November 13, 2014
Fabulous Roger Federer came within two points of serving up a dreaded double bagel against a troubled Andy Murray in what fast became a humiliating experience for the Brit on home soil.
You sensed that if he had really wanted to rub salt in the wounds, Federer could have dealt the ultimate blow to Murray’s pride. He eased off for long enough to avoid that dubious honour – a nice guy to the last.
It is hard to convey just how masterful Federer was after losing the first two points of the match. He emerged the winner from a 35-shot rally and never looked back. ‘Who knows, maybe it was the turning point of the match,’ Roger said kindly. ‘Then it was a question of getting the lead and protecting the lead.’
On one point Federer had Murray scrambling forward to a drop shot and back for a lob he never reached. Andy trudged about in a forlorn state as his unforced errors count passed twenty. He acted like a player who had never won anything in his life and you would never have guessed that their head-to-head record was eleven-all before this one-sided demolition.

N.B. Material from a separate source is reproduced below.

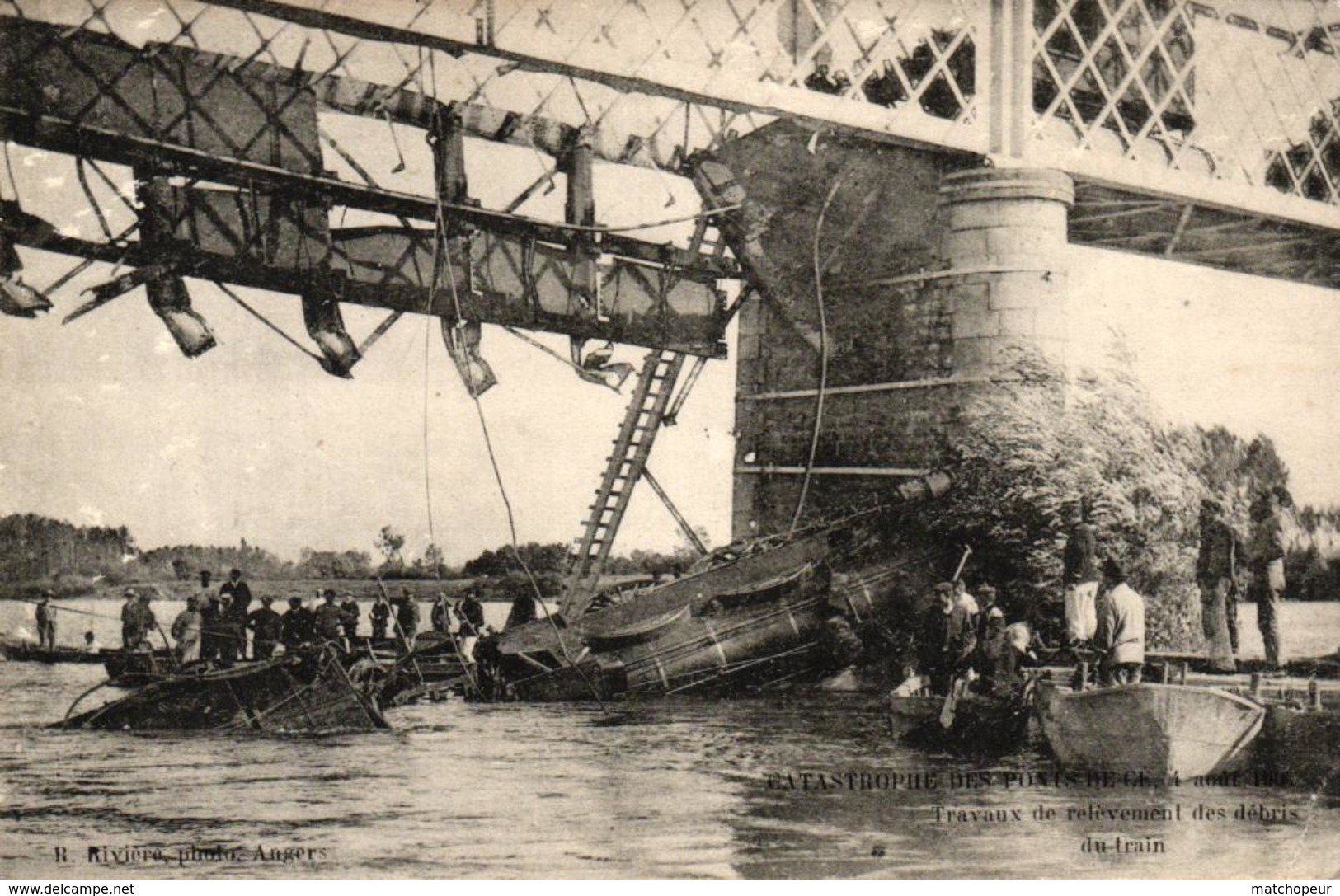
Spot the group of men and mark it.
[164,570,501,668]
[917,579,1037,697]
[1063,487,1292,680]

Federer had reduced his opponent to little more than a novice in stature, it looked like man against boy out there and frankly it became increasingly embarrassing. Despite the brutality, you couldn’t blame the greatest player of all time. He had to continue with the slaughter until he knew he was out of sight.
A delighted Roger said afterwards: ‘I knew I’d qualified so maybe I went into the match more relaxed, but it’s not the way I thought it was going to go. I hope Andy can play a good season next year. As for me I’ll keep going, I’m very happy and excited with my performance.’
Having barely faced a significant challenge in the match, Federer set his sights on a more daunting problem tomorrow – how to handle four young children in crowded London. ‘Not many people in this city, not many kids, very relaxed,’ he joked sarcastically. ‘No, I don’t know what I’ll do on my day off, I’ll ask Mirka.’ Asked if his wife was the boss, Federer looked slightly uncomfortable before replying: ‘A little bit, a little bit.’
It was the most perturbed he had looked all evening, because Murray certainly didn’t give him much to think about. Few can realistically expect Amelie Mauresmo to be Murray’s coach for 2015. The Scot has lost all his aggression since the departure of former coach Ivan Lendl, life has been far too gentle under Mauresmo.
Murray must be brave enough to change coach again. Defensive tennis doesn’t work for Andy any more, if indeed it ever did. He needs someone to push him harder, he must be encouraged to take more risks, because this passive Murray will never beat the big guns when it matters.
Murray admitted: ‘That was a tough night. I’ve lost Slam finals but this was not ideal from my side of the court. Roger played exceptionally well, that’s for sure. I can say I’m disappointed with my performance but if I’d played well he probably still would have won, he was striking the ball so cleanly.
‘6-0, 6-0 has never happened to me in my career and it was very disappointing that in nearly happened in a match like this. I’d have hoped to play better but when he was extremely loose and already through in the group he was able to try shots that he might not try in other situations. Everything he tried came off.’
That, unfortunately, is the whole point. Federer tried things. Murray didn’t. Who dares wins. It is a simple motto and one that should give Murray immediate food for thought.
Earlier Kei Nishikori had defeated David Ferrer, standing in for the injured Milos Raonic, 4-6, 6-4, 6-1. That left Murray with mission impossible, because he needed to beat Federer in straight sets.
Few thought that was going to happen. But no one predicted quite such a devastating defeat.
What this means for London is that we can probably look forward to an absolutely scintillating final between Novak Djokovic and the resurgent Federer – two giants of the sport who have rarely looked better.
Their semi-finals should be little more than a formality. But then again, we have been surprised many times before.